By the time Stanley Kubrick picked him to play a chubby, whacked-out recruit in 1987's "Full Metal Jacket," D'Onofrio realized that the key to success was to transform his towering presence.
"I can change my size so much. I can look like a whole different guy," he says, still chunky from having gained 40 pounds for an upcoming movie with Val Kilmer.
"I think it really comes down to not being a really good actor and needing to be confident that my persona suits the part. When I walk down the street in real life, the vibe that I give off has got to suit the characters that I'm playing."
And what characters they've been. Look for him in "The Player," "Mr. Wonderful," "The Whole Wide World," "Dying Young," "The Newton Boys," "Strange Days," "The Thirteenth Floor" and even "Stuart Saves His Family."
Ask him how he views these smaller, supporting roles and D'Onofrio chuckles. "The first thing you have to know is that you have to look at a story like it's a canvas, like a painting. It's like Character Acting 101."
Lesson One: "You have to realize where your character is within the structure of the story. Maybe it's like a splash of yellow paint in one corner of the composition of the painting," he says.
"You don't want to shine too bright and you don't want to shine too little. You want to be the perfect splash of yellow paint to let the whole composition work correctly."

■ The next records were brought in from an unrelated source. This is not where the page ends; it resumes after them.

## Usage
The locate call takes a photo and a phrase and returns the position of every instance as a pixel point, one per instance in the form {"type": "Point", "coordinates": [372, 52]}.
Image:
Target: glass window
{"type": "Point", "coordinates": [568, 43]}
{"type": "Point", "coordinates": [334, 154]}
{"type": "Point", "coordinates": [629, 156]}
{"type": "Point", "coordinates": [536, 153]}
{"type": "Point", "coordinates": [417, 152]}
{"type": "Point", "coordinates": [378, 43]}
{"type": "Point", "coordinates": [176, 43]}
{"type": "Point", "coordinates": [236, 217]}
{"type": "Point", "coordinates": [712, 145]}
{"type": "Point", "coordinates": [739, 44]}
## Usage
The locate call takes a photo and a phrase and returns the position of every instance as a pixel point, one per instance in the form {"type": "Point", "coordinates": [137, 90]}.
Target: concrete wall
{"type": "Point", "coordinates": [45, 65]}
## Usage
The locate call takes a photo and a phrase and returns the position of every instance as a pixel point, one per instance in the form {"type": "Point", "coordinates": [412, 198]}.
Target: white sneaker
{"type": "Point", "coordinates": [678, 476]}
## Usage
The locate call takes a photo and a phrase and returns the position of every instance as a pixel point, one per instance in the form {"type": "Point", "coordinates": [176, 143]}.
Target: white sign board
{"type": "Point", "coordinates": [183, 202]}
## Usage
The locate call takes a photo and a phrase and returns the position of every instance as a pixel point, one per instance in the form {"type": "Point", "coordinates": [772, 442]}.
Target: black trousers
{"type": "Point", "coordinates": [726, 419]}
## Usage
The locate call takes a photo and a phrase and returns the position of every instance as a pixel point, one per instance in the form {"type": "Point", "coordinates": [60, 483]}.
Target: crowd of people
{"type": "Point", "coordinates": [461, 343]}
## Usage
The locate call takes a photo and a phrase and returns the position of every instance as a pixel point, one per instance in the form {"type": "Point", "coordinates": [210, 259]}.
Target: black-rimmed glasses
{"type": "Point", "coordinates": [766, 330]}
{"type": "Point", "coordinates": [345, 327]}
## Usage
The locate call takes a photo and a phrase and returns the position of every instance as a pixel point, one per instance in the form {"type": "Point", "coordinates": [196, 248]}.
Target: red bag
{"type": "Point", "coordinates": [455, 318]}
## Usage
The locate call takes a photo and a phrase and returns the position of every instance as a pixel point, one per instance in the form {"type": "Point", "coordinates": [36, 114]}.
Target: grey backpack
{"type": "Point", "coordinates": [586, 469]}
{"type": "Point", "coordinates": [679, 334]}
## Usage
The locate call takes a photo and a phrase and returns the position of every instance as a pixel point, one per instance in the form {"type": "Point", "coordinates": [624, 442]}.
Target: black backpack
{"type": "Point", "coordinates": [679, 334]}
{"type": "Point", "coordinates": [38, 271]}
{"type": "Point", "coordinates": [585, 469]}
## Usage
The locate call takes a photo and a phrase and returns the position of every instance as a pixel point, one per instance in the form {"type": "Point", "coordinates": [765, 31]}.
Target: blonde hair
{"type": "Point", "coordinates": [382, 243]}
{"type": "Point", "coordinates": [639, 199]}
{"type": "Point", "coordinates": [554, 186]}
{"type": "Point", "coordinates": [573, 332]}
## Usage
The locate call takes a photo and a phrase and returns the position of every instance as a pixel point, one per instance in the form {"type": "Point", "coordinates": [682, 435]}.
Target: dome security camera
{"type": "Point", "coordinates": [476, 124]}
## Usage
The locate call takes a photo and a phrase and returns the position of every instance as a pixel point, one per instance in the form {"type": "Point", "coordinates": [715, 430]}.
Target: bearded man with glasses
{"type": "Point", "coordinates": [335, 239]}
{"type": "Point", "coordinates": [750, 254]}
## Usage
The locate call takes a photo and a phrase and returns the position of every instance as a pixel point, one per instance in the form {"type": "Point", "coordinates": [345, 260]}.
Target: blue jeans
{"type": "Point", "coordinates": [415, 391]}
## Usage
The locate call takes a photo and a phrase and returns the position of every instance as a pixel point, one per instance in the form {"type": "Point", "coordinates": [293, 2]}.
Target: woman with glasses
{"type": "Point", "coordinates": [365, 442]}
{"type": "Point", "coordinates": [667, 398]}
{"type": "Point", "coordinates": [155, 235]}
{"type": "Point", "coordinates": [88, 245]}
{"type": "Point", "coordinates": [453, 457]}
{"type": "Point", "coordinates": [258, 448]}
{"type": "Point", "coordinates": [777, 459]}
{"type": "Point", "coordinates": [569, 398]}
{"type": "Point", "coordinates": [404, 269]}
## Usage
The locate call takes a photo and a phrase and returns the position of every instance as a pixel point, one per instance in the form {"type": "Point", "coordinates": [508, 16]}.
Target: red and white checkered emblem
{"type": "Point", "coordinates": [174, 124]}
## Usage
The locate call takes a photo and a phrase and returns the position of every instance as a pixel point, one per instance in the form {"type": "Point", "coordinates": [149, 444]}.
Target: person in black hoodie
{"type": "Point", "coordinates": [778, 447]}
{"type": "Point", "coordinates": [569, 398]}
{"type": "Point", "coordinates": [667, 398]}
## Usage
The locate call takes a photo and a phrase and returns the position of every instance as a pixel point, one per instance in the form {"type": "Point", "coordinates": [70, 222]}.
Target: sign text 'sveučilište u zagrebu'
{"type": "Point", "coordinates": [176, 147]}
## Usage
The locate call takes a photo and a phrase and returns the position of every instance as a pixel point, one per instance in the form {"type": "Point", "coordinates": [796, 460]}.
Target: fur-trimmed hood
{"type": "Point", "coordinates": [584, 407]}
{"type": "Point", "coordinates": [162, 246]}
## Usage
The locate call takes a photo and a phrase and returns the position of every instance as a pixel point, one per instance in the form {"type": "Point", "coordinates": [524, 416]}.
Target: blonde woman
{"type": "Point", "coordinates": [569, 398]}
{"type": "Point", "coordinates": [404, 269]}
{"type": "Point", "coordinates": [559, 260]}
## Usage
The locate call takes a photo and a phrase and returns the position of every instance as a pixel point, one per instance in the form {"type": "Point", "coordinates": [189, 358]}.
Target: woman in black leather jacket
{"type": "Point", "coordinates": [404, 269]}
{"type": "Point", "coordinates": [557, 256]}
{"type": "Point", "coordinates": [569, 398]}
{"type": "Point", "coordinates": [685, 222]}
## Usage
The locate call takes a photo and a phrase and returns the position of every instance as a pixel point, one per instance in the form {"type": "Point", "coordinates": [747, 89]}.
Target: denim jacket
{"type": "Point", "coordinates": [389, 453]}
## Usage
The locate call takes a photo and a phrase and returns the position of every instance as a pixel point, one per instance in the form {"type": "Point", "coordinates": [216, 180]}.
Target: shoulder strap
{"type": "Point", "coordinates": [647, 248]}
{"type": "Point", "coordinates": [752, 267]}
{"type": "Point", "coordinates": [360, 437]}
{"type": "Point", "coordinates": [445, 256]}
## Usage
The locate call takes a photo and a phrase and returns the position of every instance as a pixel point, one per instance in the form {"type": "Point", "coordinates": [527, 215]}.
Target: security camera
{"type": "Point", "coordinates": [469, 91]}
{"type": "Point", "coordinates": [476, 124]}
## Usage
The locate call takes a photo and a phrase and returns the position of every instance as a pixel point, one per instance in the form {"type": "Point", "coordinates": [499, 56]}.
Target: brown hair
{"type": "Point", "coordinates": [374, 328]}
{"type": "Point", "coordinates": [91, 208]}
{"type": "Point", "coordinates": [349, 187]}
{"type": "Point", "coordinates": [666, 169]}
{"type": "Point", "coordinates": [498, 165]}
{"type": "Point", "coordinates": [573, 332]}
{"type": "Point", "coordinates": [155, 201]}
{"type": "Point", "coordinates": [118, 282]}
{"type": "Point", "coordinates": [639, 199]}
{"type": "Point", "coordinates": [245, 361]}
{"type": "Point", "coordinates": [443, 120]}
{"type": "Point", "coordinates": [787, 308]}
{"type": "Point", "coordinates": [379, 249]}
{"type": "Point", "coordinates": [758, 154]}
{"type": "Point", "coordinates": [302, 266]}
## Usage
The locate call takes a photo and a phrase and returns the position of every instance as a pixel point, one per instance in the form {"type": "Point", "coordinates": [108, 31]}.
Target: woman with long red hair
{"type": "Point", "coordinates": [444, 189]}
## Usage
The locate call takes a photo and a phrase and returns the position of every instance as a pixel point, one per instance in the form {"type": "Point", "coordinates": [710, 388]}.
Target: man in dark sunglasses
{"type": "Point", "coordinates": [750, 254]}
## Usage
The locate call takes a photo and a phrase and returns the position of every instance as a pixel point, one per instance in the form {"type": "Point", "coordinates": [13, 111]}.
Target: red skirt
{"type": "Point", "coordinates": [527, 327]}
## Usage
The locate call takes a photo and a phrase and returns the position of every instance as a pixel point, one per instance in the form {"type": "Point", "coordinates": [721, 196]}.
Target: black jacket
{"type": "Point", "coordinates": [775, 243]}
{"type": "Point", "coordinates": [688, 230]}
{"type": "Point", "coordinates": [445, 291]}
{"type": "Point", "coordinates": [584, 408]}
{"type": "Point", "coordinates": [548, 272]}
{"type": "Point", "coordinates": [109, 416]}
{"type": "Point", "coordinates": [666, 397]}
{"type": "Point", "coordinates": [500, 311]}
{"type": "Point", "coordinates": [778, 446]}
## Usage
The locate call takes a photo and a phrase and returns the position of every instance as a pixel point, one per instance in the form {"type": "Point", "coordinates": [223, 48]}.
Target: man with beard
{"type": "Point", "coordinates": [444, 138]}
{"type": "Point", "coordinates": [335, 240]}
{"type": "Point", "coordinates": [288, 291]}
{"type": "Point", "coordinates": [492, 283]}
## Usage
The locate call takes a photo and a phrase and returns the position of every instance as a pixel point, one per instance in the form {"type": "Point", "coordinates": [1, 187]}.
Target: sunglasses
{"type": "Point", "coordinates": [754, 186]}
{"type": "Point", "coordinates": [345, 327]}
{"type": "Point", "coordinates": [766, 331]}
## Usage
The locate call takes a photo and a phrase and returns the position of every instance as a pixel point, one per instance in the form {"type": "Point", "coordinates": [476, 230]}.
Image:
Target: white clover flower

Lesson Two: "You can never become something that you're not. You can never become a person that you're playing," he says. "All you can do is put yourself, your soul, who you are, into that circumstance.
"The minute you start to try and become something that you're not, it goes in the direction of faking, of pretending. That's good for sketches, but not good for drama."
His impromptu lesson over, D'Onofrio picks up his cell phone, says good-bye and prepares to get back to work: It's time to knock heads with Los Angeles again.